Conclusion
Elevated serum levels of IL-1RA in BD subjects, even during euthymic states, were associated with worse cognitive function. This association was not explained by co-occurring increases in IL-6, by decreased brain-derived neurotrophic factor, nor by measures of white matter integrity.
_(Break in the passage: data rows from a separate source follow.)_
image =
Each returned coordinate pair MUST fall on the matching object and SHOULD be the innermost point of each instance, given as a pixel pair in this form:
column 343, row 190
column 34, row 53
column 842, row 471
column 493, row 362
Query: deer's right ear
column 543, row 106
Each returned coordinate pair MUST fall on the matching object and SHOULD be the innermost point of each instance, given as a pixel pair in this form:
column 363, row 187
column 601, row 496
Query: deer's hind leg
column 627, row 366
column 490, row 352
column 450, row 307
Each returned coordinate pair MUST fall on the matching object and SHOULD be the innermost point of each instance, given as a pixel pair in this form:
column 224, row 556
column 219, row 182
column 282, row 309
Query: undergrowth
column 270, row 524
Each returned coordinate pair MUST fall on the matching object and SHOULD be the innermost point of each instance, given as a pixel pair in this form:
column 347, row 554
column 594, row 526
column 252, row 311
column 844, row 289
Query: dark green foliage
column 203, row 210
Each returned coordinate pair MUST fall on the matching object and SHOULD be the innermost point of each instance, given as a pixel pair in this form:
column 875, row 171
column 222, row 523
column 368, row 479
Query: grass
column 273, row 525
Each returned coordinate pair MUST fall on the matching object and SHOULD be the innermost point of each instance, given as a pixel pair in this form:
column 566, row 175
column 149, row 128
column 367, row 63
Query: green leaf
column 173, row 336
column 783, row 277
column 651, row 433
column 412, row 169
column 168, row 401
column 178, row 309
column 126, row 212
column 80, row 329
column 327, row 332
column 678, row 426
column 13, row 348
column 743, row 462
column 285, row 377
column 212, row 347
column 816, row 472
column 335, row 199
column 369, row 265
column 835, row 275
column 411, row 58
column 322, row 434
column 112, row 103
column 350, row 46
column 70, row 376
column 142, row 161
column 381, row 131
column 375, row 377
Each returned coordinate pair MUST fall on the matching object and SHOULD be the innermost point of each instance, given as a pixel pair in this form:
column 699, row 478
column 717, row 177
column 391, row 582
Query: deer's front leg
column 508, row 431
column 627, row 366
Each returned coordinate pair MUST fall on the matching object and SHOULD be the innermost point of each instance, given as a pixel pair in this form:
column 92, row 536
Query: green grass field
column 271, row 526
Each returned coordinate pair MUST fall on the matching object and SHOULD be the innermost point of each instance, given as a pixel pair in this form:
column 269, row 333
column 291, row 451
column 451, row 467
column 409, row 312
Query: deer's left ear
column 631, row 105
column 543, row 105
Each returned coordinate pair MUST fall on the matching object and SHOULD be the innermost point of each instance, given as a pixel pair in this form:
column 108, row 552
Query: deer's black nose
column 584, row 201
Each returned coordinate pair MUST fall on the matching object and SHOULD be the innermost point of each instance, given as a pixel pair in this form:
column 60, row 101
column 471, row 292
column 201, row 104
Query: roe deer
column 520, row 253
These cross-sectional findings support the possibility that the IL-1 family may contribute to cognitive impairments in BD.
Methods
Twenty-one euthymic BD patients (65 +/- 9 years) with serum available for IL-1RA measures by enzyme-linked immunoassays were compared with 26 similarly aged control participants. Four factor analysis-derived z-scores and a global z-score were obtained from a battery of 21 neurocognitive tests. Diffusion tensor images were used to obtain fractional anisotropy (FA), and an automated labeling pathway algorithm was used to obtain white matter hyperintensity burden.
Objective
Cognitive impairments are a feature of bipolar disorder (BD) and could be worsened by inflammatory cytokines. We determined whether (i) serum interleukin-1 receptor antagonist (IL-1RA) was increased in elderly BD subjects; (ii) whether IL-1RA was associated with worse neurocognitive function; and (iii) whether IL-1RA was associated with white matter integrity.
Results
Interleukin-1 receptor antagonist was elevated in BD subjects compared with controls (439+/-326 pg/mL vs. 269+/-109 pg/mL; p = 0.004). Moreover, IL-1RA was inversely correlated with three cognitive function factors and global cognition (r = -0.37; p = 0.01). IL-1RA continued to correlate with global cognitive function even when covarying for either IL-6 or brain-derived neurotrophic factor. Although FA was lower in BD subjects (0.368 +/- 0.02 vs. 0.381 +/- 0.01; p = 0.02), IL-1RA was not associated with FA or white matter hyperintensity burden.